Coronary artery and vascular calcifications increase as a function of the number of years on renal replacement therapy and successful renal transplantation can lead to significant reductions in coronary artery calcifications by six months. There is debate regarding whether the intimal calcification, which has predictive power in diagnosing coronary artery disease in non-uremic population, has the same significance in end stage renal disease. Traditional “non-uremic” factors, such as hypertension, diabetes, and hyperlipidemia, may account for the increase in risk of cardiovascular disease. Interestingly, a multicenter, randomized, double-blind, prospective study of atorvastatin in type 2 diabetes mellitus CKD 5 showed that a 42% reduction in low-density lipoprotein cholesterol was not associated with a reduction in composite of death from cardiac causes, nonfatal myocardial infarction, and stroke. Treatments to reduce cardiovascular mortality in non-dialysis patients may not be as effective in stage V CDK patients. Unique factors associated with renal failure may have a greater importance. Epidemiological data implicate hyperphosphatemia and elevated Ca X P product as being risk factors for increased mortality.

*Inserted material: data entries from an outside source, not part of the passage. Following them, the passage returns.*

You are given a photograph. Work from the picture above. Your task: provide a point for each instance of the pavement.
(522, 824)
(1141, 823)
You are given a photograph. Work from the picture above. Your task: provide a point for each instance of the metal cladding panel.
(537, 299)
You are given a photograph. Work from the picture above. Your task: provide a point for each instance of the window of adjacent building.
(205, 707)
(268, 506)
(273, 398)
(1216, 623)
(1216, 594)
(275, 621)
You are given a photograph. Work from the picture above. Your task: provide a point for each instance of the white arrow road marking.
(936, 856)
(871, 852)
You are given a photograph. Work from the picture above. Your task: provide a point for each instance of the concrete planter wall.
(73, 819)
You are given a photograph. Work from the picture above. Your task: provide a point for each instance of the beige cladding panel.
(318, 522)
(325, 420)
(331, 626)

Medial calcification of blood vessels had been thought to be of little clinical significance for many years, but its effect to increase blood vessel stiffness and reduce vascular compliance resulting in a widened pulse pressure, increased afterload, and left ventricular hypertrophy are potential mechanisms whereby vascular calcification could contribute to cardiovascular morbidity. In addition, retrospective analysis indicates that the presence of intimal and medial calcification are both associated with increased all-cause mortality and cardiovascular mortality in patients with ESRD.
While hyperphosphatemia is believed to be the major the major cause of vascular calcification, it has not been proven that strategies to prevent hyperphosphatemia or efforts to maintain neutral phosphate homeostasis will prevent vascular calcifications in CKD.

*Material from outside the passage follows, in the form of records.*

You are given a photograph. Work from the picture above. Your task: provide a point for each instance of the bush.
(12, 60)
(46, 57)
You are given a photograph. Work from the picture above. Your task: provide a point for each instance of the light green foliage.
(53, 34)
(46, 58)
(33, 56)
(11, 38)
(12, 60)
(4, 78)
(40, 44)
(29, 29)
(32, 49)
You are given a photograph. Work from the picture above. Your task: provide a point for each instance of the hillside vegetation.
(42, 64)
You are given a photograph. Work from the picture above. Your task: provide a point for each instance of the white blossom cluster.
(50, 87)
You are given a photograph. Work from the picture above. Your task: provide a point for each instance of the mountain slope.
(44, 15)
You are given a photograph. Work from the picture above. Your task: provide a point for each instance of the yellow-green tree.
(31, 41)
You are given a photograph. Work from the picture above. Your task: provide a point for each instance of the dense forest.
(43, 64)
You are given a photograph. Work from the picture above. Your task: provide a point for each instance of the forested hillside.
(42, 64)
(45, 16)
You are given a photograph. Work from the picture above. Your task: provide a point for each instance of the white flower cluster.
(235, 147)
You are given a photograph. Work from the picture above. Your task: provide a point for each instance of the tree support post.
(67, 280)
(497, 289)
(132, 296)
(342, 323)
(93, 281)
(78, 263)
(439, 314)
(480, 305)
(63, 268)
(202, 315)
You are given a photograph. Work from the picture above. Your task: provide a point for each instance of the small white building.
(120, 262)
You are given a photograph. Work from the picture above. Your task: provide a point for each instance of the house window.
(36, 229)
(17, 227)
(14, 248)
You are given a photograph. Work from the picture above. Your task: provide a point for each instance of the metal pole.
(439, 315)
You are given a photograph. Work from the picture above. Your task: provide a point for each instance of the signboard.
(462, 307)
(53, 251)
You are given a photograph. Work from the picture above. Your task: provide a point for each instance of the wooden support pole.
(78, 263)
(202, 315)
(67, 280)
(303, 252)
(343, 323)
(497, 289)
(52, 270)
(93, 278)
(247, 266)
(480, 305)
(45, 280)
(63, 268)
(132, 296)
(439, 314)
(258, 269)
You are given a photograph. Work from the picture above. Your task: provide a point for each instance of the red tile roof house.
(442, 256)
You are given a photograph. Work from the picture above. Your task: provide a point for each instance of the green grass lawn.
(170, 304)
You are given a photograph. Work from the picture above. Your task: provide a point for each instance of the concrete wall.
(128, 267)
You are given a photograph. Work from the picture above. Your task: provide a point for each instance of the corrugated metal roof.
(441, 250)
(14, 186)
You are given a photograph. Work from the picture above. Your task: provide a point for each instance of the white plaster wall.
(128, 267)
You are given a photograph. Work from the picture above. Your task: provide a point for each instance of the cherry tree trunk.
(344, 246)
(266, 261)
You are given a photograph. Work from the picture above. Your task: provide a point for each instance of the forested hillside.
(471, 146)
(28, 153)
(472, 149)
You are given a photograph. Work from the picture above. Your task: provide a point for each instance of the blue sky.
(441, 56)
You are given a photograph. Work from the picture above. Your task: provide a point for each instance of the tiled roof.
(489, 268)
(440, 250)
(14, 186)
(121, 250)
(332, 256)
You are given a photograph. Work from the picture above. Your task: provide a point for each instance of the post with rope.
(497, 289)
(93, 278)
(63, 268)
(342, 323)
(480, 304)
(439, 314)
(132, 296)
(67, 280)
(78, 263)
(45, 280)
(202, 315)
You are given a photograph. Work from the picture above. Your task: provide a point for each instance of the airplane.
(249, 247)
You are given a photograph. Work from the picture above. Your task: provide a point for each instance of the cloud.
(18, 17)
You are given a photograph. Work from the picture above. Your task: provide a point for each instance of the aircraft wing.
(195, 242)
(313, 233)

Treatment Goals: K/DOQI™ Guidelines for Mineral Metabolism in CKD
Clinical practice guidelines for bone metabolism and disease in stage 3, 4, and 5 CKD have been developed by the National Kidney Foundation Kidney Disease Outcomes Quality Initiative (KDOQI TM ) ( Table 91.1 ). The K/DOQI recommendations are influenced by the compelling evidence that elevated serum phosphorus and calcium x phosphorus product contribute to increased mortality and the belief that excessive calcium loading may increase the risk of cardiovascular calcification. The K/DOQI guidelines recommend attaining serum calcium, phosphorus, Ca X P product and PTH levels in a range that permits control of metabolic bone disease while limiting the potential toxicity of increased Ca X P product. The respective upper limit for serum phosphate in stage 5 CKD is 5.5 mg/dl, the corrected serum calcium is 9.5 mg/dL (corrected serum calcium=0.8 x (4 – g/dL of serum albumin), and the Ca X P product <55 and intact PTH 300 pg/ml).